Just as I was basking in bliss, I was informed after I returned to work from last installment of maternity leave that my “still considered new” job had been “restructured away” after business integration and I needed to look for another role internally. The first thing that came to my mind was the fact I might not be able to provide for Baby L anymore. This thought actually surprised me as it was a departure from how I would think in the past which would be all about me, about whether I can still afford to shop like there’s no tomorrow. Much that this news triggered much anxiety; I was pleased that parenthood brought out the selflessness in me.

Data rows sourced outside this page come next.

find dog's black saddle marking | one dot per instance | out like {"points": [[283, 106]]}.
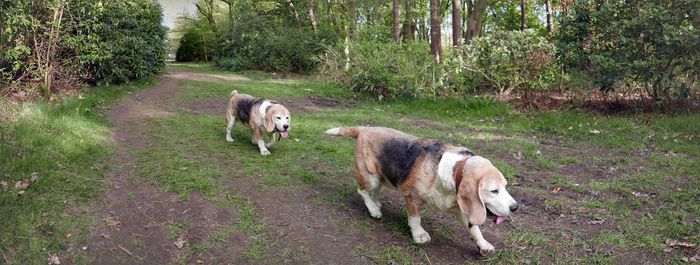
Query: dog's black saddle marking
{"points": [[397, 157], [244, 107]]}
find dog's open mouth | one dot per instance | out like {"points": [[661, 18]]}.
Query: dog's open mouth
{"points": [[497, 219]]}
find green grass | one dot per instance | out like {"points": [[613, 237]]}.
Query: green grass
{"points": [[653, 155], [66, 144]]}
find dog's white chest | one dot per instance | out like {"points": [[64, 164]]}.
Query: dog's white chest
{"points": [[440, 198]]}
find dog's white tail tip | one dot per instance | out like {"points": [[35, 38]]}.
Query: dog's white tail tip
{"points": [[333, 131]]}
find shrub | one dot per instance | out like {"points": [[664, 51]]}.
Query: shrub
{"points": [[95, 41], [382, 70], [652, 46], [196, 43], [510, 60], [260, 42]]}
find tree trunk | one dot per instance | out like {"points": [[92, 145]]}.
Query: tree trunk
{"points": [[475, 17], [409, 22], [296, 13], [207, 11], [352, 20], [396, 28], [548, 7], [231, 5], [312, 15], [435, 35], [523, 24], [457, 23]]}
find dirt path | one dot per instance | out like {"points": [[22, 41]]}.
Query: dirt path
{"points": [[135, 219], [137, 222]]}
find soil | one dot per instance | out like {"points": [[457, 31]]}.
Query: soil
{"points": [[135, 218]]}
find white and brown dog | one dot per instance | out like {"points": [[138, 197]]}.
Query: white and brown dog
{"points": [[426, 171], [259, 114]]}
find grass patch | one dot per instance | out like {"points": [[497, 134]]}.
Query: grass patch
{"points": [[66, 144]]}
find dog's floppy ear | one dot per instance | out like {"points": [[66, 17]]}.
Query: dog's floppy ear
{"points": [[268, 121], [469, 200]]}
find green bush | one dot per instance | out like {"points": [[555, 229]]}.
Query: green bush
{"points": [[649, 46], [260, 42], [505, 61], [196, 43], [95, 42], [382, 69]]}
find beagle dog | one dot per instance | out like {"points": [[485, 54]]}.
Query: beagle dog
{"points": [[259, 114], [427, 171]]}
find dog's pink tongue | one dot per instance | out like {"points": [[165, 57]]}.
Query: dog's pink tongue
{"points": [[499, 220]]}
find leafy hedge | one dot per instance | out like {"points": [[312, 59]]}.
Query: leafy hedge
{"points": [[97, 42], [505, 61], [649, 46], [500, 63], [259, 42]]}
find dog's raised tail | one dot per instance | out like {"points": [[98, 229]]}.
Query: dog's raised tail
{"points": [[344, 131]]}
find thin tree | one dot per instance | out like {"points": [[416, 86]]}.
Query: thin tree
{"points": [[457, 23], [409, 22], [476, 15], [396, 26], [295, 12], [231, 5], [435, 36], [312, 15], [548, 7], [523, 24]]}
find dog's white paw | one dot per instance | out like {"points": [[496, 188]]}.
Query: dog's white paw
{"points": [[421, 236], [375, 213], [485, 248]]}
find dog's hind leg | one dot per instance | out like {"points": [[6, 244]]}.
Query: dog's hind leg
{"points": [[258, 137], [369, 190], [420, 236], [230, 121]]}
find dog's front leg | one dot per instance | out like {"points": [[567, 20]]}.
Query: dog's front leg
{"points": [[261, 143], [475, 233], [419, 234], [273, 140]]}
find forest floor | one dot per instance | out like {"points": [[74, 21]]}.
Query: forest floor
{"points": [[591, 188]]}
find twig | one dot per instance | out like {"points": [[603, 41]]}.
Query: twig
{"points": [[336, 237], [125, 250], [3, 255], [426, 257]]}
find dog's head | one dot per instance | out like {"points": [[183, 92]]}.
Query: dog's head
{"points": [[483, 188], [278, 118]]}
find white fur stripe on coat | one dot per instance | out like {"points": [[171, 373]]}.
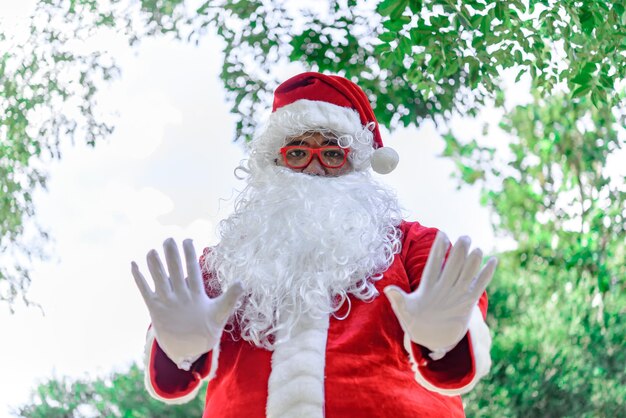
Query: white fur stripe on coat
{"points": [[481, 345], [296, 383]]}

After more than 4 months of uncertainty, disappointment and anguish, the wait was finally over. I was given another internal role, which I decided to take on for the time being. I knew at least I did not have to worry about providing for Baby L, well, at least for now. More importantly, the entire episode was a wake up call for me as I realized that the possibility of losing a senior level job when one reaches 40s or 50s was very real. I would need to create an additional stream of income so that it would not become as daunting, should it happen again.
I started looking out for a change of role way before I was pregnant, as I had accomplished what I was recruited for. I went for several interviews but nothing really materialized. It was either the job scope was not what I wanted for my next career move or the remuneration was not what I anticipated. I am someone who enjoys constant challenges as they bring out the best in me.
During one of the fetal scans, it revealed a grouchy-looking baby and I knew that I had to do something about it. I can either (1) quit and focus on my pregnancy since I went through quite a lot to conceive my little precious one or (2) get another job but that would not be fair to my future employer.
Just when I was deliberating about this, a potential employer whom I was pursuing for a while offered me the role. I came clean with them, informing them that as the interview process took longer than expected, and I was already 5 months pregnant. I would totally respect their decision should they retract the offer. Being a multi-national organization known for their family-centricity, they offered me the job anyway.
Call me brave, I tendered my resignation and moved on despite being in my third trimester. I still wonder how I did it since I did not have any prior relevant experience for the new role and that it was a much bigger role than what I had. I knew it would be tough since I was heavily pregnant but I went ahead with full zest, looking forward to the new challenge!